Their voices rose and a low chorus of traumatized “okays” satisfying her.
She couldn’t believe her father was back. She found him, and he went into war, and now she was leaving him behind? This was crazy! How long had she gone on assuming he was gone? As in dead? Long enough to accept it as truth.
But her dad…
To just show up in the middle of a war and start knocking off people like that? Her mind grew fuzz at the mere thought of it! Who had he become since he left? And Bailey. What was up with Bailey?
With an hour to walk, breathe fresh air and think, her memories trailed backward in time, to the place where her father was so lost and shut down over Margot. A dark pall settled over her, dragging her mood down.

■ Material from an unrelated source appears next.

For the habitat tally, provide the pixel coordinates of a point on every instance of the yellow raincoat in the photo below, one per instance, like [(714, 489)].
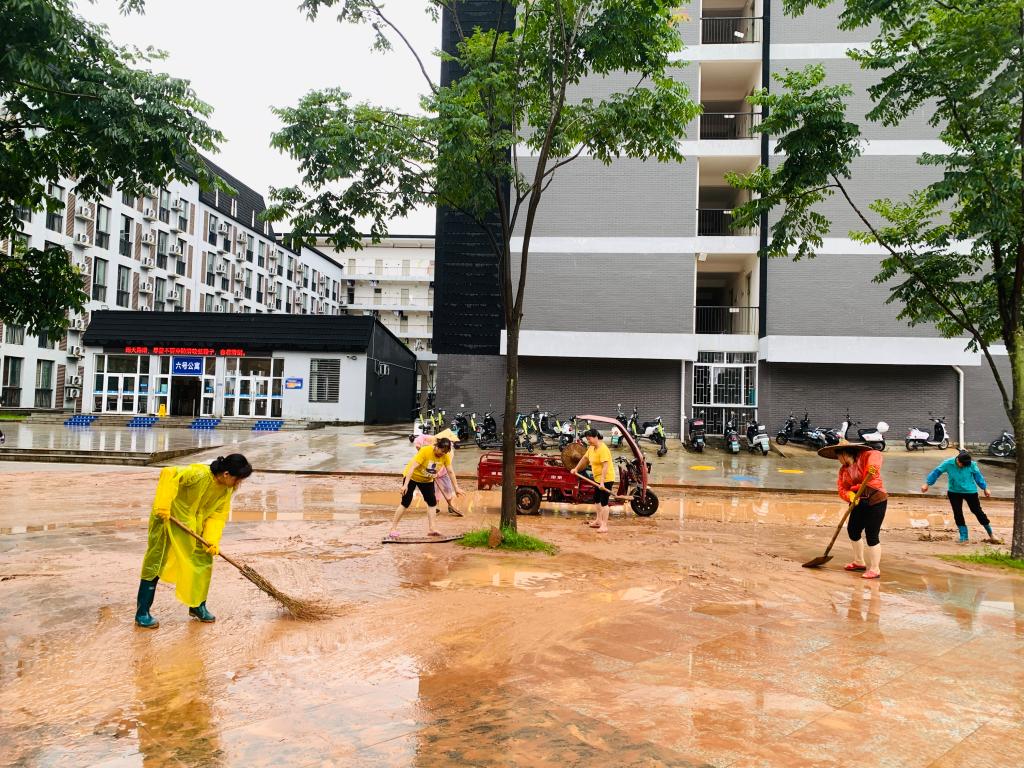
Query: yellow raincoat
[(195, 498)]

She fought hard to shrug it off.
Margot was finally becoming a decent person. And she was back with Indigo. Losing Tad did a lot of things to her. Reuniting with Indigo did more. Or was it the guarantee from doctors that she was losing her life to cancer? The very idea that she could now be in remission—for whatever reason—might have also worked to cement some kind of a positive life change.
They’d all changed.
Even Indigo.
Looking back, seeing Margot and Bailey walking side by side—along with Macy and Atlanta—seeing a long line of people with Cincinnati, Sarah and Rowan pulling up the rear, made her think this was almost too much to take.
Within an hour, they arrived at 23rd and Judah. Bailey showed Indigo where they’d put Maria and the kids. Atlanta was trying to keep it together. Her dead sister was still on the living room floor of their home. She refused to look at the house as she walked by it and she tried not to cry.
Indigo put her arm around the girl and Atlanta said, “Thanks.”
To Rowan, Indigo said, “Stay here for a second.”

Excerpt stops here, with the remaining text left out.